In contrast, Iren’s recently completed Microsoft contract creates a different baseline for evaluation. While Vertiv expands through organic market share gains and margin expansion, Iren is adding contracted capacity at scale. One company operates within existing market demand curves; the other is expanding the total addressable market through long-term partnerships.
Market Cap Dynamics and Return Potential
Iren carries a $12 billion market capitalization compared to Vertiv’s $67 billion valuation. This size differential creates meaningful implications for future returns. Markets require substantially less new capital deployment to move smaller-cap equities, and when combined with Iren’s contracted revenue visibility, this becomes a material advantage.
Vertiv remains a solid compounding vehicle as AI infrastructure expands and liquid cooling demand remains robust. But for investors with higher risk tolerance seeking outsized returns, the asymmetry increasingly favors the emerging player with massive contracted growth ahead and a smaller equity base to move.
The Inflection Point in AI Infrastructure Investment
The core distinction isn’t that Vertiv is deteriorating—it isn’t. Rather, Iren represents a different risk-return profile entirely. One provides steady compounding from established market position; the other offers exposure to explosive growth backed by contractual commitments from a Fortune 500 anchor customer.
The Microsoft deal essentially removed execution risk from Iren’s growth story. Management now has clarity on revenue through 2029, capital for buildout, and a template to replicate with additional enterprise partners.
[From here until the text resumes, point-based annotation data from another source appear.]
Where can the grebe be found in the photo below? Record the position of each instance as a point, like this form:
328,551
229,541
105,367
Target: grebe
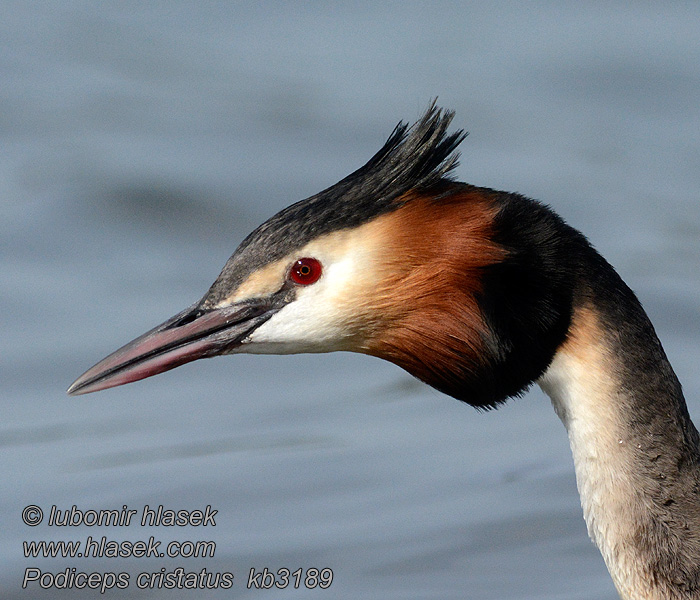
480,294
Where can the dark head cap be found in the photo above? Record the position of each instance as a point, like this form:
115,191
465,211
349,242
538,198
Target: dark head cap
413,158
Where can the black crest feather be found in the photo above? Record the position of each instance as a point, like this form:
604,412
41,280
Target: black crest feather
415,157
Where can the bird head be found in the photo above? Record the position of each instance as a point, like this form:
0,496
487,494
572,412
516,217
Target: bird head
398,261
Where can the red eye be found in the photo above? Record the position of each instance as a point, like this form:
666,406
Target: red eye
305,271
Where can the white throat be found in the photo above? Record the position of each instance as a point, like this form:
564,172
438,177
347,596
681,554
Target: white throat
586,396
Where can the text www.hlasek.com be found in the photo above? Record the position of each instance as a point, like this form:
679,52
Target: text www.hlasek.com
164,578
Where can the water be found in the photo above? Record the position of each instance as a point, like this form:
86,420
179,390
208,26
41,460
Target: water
142,141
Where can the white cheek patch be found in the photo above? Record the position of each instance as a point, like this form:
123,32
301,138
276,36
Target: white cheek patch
316,321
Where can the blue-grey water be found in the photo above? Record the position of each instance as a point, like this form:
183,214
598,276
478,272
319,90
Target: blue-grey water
140,141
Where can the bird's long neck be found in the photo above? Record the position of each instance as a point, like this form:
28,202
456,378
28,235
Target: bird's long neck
636,451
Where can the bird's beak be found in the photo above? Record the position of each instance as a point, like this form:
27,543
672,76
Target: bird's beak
191,334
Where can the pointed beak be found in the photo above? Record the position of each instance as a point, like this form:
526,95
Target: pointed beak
191,334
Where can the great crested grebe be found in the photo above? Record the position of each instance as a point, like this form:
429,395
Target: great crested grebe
480,294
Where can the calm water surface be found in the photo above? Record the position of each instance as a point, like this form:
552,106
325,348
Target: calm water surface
142,141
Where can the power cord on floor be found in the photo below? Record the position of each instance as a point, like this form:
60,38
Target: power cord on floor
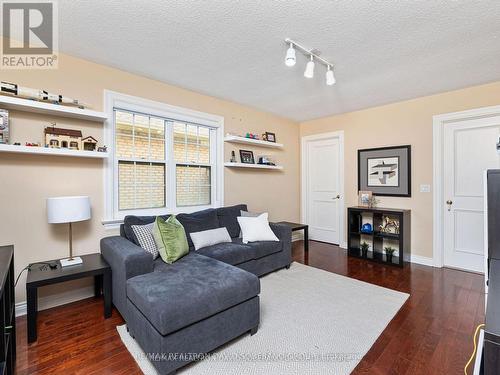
475,347
51,265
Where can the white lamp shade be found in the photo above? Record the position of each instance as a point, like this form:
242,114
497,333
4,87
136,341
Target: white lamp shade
309,72
330,78
68,209
290,57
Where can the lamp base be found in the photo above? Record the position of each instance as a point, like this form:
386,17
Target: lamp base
71,261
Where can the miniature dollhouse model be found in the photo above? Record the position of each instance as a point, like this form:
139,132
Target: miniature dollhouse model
89,143
63,138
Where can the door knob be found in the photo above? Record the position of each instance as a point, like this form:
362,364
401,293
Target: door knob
449,203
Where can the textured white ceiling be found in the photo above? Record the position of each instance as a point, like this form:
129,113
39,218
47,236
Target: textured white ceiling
383,51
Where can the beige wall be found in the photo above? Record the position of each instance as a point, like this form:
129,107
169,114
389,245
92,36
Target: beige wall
27,180
408,122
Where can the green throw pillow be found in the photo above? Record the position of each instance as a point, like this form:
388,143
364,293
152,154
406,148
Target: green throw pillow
170,237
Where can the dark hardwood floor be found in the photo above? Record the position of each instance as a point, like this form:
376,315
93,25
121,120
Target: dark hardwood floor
431,334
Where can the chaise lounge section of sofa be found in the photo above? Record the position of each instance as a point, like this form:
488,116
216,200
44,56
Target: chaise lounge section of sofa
200,302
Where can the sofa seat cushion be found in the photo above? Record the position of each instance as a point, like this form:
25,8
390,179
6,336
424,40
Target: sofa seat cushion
189,290
229,252
262,248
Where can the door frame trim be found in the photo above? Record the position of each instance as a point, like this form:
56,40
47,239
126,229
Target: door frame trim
438,124
305,173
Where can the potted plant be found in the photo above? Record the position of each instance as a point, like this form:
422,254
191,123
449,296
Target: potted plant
389,252
364,248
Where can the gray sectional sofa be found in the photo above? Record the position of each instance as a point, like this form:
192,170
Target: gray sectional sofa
200,302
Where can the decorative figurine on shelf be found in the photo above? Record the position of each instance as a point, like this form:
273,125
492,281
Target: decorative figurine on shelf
89,143
265,160
389,252
372,202
36,94
270,137
4,126
366,228
252,136
63,138
364,248
389,225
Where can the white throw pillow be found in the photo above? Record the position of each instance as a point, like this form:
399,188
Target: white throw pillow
144,234
256,229
210,237
248,214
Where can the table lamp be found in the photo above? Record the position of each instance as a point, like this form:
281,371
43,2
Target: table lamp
68,210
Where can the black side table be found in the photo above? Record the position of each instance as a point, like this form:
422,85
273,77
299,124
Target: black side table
93,265
297,226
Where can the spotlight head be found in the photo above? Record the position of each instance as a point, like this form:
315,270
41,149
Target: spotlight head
309,72
290,56
330,77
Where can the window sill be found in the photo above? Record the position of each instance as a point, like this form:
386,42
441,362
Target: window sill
113,224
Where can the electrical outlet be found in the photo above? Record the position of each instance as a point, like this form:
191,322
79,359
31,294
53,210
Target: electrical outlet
425,188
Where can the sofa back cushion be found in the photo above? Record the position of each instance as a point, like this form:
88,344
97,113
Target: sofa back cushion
126,230
198,222
227,217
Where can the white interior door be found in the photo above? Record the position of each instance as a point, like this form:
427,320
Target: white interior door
323,185
469,149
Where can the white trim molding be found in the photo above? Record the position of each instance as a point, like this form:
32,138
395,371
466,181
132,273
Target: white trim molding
112,100
418,259
304,172
439,122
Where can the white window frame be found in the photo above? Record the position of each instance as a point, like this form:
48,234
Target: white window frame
114,100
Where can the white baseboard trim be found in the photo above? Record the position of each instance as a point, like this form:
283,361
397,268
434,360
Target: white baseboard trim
418,259
57,300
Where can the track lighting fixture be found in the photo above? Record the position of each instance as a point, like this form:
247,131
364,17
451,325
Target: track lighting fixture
313,55
309,72
330,78
290,56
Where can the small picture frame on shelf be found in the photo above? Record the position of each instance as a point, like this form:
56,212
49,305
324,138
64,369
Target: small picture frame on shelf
364,198
247,157
270,137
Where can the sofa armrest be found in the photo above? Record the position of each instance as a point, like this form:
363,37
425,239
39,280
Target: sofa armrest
126,260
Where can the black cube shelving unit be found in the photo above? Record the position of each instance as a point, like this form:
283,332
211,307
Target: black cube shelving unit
376,237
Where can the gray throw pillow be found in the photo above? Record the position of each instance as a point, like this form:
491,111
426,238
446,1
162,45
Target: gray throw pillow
144,235
210,237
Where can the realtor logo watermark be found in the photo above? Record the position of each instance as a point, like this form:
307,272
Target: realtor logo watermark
29,35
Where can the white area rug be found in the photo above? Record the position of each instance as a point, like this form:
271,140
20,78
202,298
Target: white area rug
312,322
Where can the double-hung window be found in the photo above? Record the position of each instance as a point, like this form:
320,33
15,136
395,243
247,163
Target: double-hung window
163,159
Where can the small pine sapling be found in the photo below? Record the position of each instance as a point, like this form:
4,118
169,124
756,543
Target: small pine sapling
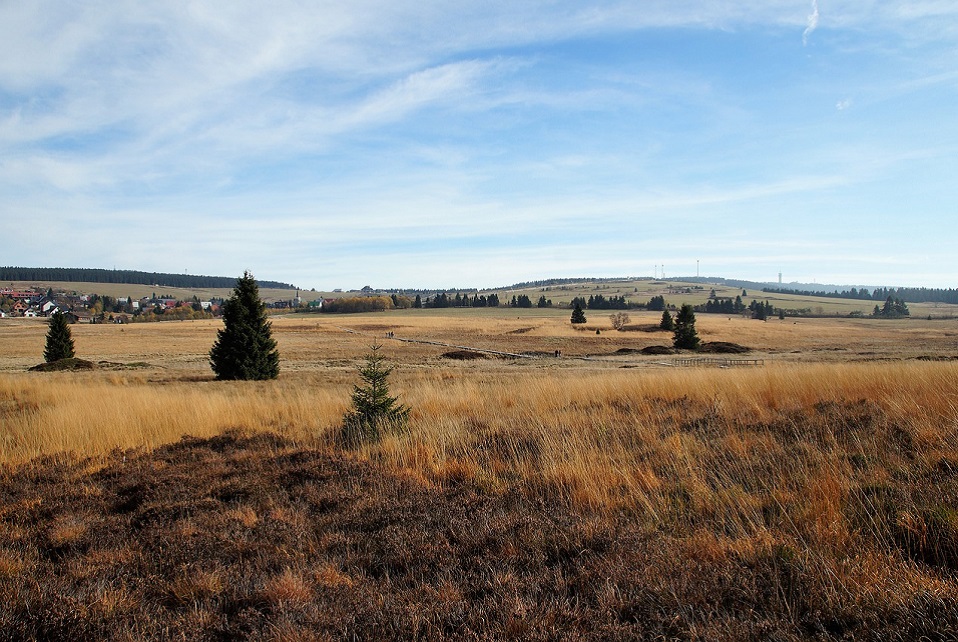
374,410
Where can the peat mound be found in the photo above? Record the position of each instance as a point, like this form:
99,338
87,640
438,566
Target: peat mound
64,364
723,347
641,327
463,355
658,350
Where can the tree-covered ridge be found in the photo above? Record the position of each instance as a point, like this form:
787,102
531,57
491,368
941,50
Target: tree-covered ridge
134,277
908,295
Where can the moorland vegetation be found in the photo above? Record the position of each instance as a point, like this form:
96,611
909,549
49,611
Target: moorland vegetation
600,495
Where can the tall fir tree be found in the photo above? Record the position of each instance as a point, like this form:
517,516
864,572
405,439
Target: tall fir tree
244,347
578,316
667,323
685,336
59,339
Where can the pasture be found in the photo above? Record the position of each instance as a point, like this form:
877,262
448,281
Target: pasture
814,496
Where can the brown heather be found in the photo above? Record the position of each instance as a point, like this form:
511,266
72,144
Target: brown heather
608,498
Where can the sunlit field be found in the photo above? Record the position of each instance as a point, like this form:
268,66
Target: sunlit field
821,484
153,383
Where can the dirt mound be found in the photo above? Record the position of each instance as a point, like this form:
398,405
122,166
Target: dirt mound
463,355
723,347
658,350
64,364
521,330
641,327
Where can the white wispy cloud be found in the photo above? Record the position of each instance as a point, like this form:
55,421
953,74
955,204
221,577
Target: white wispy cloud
812,23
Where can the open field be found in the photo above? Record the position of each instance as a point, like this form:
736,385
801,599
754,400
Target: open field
637,291
600,495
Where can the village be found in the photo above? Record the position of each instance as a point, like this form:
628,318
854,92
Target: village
93,308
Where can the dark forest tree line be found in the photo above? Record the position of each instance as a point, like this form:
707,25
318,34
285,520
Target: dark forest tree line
133,277
907,295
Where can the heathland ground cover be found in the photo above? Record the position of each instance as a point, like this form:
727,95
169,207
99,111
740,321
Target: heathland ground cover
603,494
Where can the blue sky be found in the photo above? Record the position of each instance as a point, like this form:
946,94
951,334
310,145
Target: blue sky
459,144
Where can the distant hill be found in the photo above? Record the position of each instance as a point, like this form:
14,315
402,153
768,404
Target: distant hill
134,277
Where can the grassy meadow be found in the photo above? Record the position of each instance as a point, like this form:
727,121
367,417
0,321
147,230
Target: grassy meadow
813,497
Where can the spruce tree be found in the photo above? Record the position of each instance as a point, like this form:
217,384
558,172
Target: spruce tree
244,347
667,323
578,316
685,336
374,410
59,339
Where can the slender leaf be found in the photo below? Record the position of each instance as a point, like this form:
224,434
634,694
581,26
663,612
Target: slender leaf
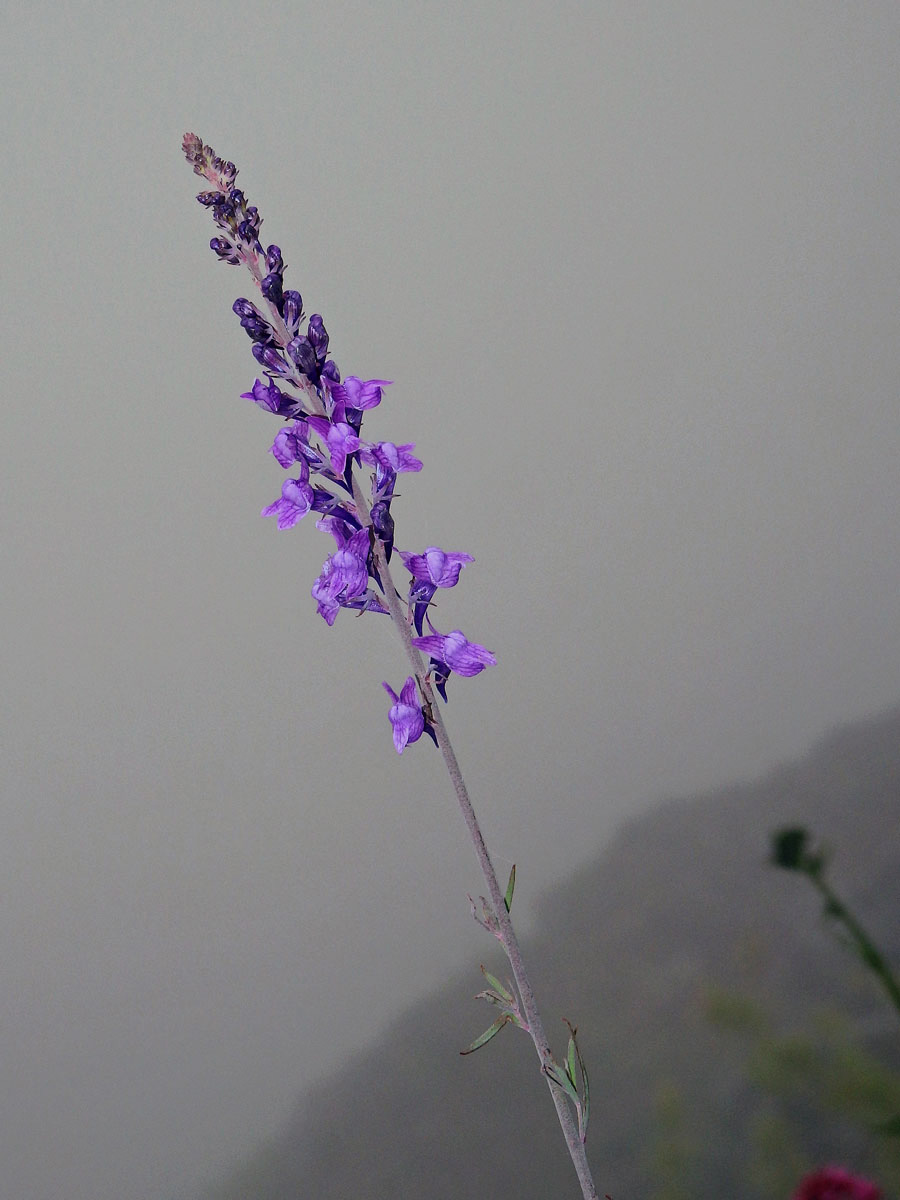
510,888
489,1033
498,987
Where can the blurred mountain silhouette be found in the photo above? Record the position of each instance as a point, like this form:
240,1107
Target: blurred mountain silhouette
681,907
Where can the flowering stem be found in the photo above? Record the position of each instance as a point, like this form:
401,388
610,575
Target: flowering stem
507,933
333,412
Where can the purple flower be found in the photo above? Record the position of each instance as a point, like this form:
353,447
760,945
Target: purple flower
270,397
353,393
345,575
292,445
295,501
436,567
406,714
456,652
837,1183
340,439
396,459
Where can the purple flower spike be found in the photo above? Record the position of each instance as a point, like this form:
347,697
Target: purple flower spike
406,714
436,567
461,655
295,501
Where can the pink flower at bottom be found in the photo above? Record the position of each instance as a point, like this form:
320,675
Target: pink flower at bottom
835,1183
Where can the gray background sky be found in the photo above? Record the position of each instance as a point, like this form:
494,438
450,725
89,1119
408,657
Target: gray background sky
634,269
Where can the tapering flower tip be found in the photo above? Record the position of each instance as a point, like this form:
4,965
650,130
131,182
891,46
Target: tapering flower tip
205,162
273,291
391,457
252,321
271,360
837,1183
340,439
457,652
358,394
292,311
271,399
310,351
436,567
406,714
295,501
383,525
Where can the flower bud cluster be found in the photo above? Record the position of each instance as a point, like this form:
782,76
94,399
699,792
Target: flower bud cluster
322,444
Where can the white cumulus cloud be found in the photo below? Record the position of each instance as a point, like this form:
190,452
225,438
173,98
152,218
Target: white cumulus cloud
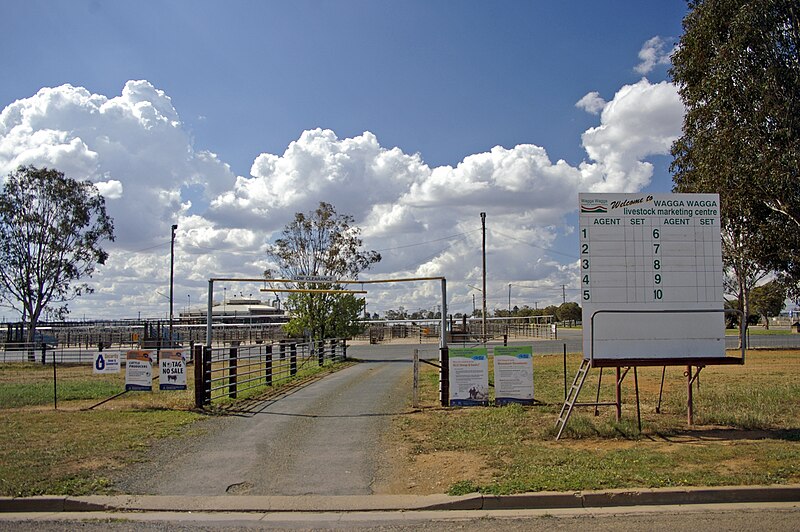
424,220
591,103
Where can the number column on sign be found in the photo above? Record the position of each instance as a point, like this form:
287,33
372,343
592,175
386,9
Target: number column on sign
655,287
603,267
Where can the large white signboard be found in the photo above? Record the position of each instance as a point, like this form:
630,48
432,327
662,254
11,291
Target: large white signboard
469,376
657,253
172,370
513,375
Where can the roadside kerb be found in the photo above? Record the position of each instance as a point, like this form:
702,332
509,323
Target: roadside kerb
369,503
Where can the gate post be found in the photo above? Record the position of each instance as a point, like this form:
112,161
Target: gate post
206,361
444,376
268,365
232,367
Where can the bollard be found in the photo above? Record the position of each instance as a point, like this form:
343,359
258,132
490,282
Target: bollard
232,369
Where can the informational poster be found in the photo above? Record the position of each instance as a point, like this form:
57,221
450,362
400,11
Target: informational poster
513,375
172,366
469,376
651,276
138,371
106,362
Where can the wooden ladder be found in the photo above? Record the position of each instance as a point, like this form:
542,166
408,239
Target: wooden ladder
572,396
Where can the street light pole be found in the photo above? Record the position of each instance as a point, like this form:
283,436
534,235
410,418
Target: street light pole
483,292
171,279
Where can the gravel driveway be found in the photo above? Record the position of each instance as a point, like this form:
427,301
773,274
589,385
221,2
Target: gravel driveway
321,438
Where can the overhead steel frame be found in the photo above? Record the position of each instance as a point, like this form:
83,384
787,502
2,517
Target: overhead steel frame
444,356
618,363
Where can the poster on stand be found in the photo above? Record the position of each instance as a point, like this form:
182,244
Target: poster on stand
106,362
138,371
513,375
172,370
469,376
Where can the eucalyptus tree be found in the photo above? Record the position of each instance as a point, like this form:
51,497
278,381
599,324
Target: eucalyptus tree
322,243
737,69
51,230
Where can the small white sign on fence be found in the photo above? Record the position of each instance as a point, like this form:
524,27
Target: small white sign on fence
106,362
138,371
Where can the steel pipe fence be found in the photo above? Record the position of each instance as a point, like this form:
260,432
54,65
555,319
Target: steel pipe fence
229,372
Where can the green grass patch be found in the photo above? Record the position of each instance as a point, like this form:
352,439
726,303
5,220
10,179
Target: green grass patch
72,452
746,430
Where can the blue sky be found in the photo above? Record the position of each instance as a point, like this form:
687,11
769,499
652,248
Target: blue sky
436,84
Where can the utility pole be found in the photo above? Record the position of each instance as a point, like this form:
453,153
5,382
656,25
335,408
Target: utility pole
483,313
171,279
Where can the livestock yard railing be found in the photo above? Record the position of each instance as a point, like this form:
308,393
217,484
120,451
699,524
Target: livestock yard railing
230,371
428,332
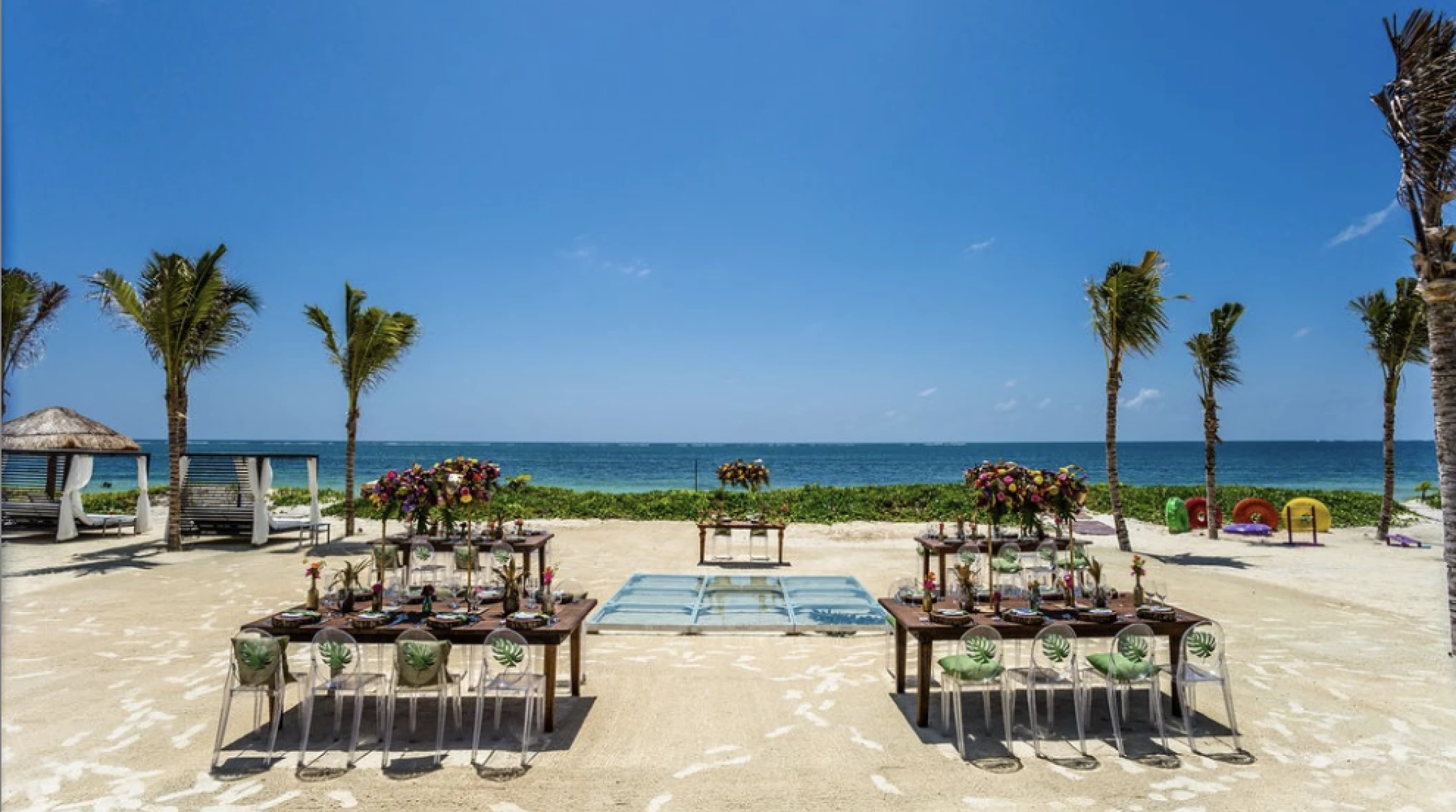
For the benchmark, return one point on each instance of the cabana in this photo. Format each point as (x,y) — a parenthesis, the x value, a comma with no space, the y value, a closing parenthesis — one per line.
(47,462)
(228,495)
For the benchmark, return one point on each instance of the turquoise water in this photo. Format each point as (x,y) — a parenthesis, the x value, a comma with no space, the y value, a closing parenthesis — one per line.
(611,466)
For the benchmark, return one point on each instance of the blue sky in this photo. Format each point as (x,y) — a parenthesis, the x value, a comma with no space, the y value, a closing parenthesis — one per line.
(749,221)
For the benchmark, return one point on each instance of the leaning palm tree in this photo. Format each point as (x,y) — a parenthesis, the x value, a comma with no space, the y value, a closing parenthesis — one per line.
(1398,337)
(188,313)
(1420,114)
(28,304)
(373,344)
(1213,362)
(1128,316)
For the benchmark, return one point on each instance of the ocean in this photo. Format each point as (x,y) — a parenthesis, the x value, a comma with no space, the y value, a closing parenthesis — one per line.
(625,468)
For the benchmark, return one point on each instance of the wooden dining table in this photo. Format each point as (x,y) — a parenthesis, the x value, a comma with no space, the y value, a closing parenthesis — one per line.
(568,624)
(532,542)
(943,546)
(912,622)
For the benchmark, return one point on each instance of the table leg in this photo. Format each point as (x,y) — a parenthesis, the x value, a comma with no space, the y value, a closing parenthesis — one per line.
(922,684)
(551,687)
(1174,655)
(575,658)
That shifts Iren from speculative growth narrative into contracted expansion narrative—a meaningful distinction for portfolio construction.
Consider your investment thesis carefully: Are you seeking stability from proven infrastructure leaders, or are you pursuing exposure to the next wave of AI-driven growth? The answer to that question determines whether you’re looking at Vertiv, Iren, or potentially both within a diversified AI infrastructure allocation.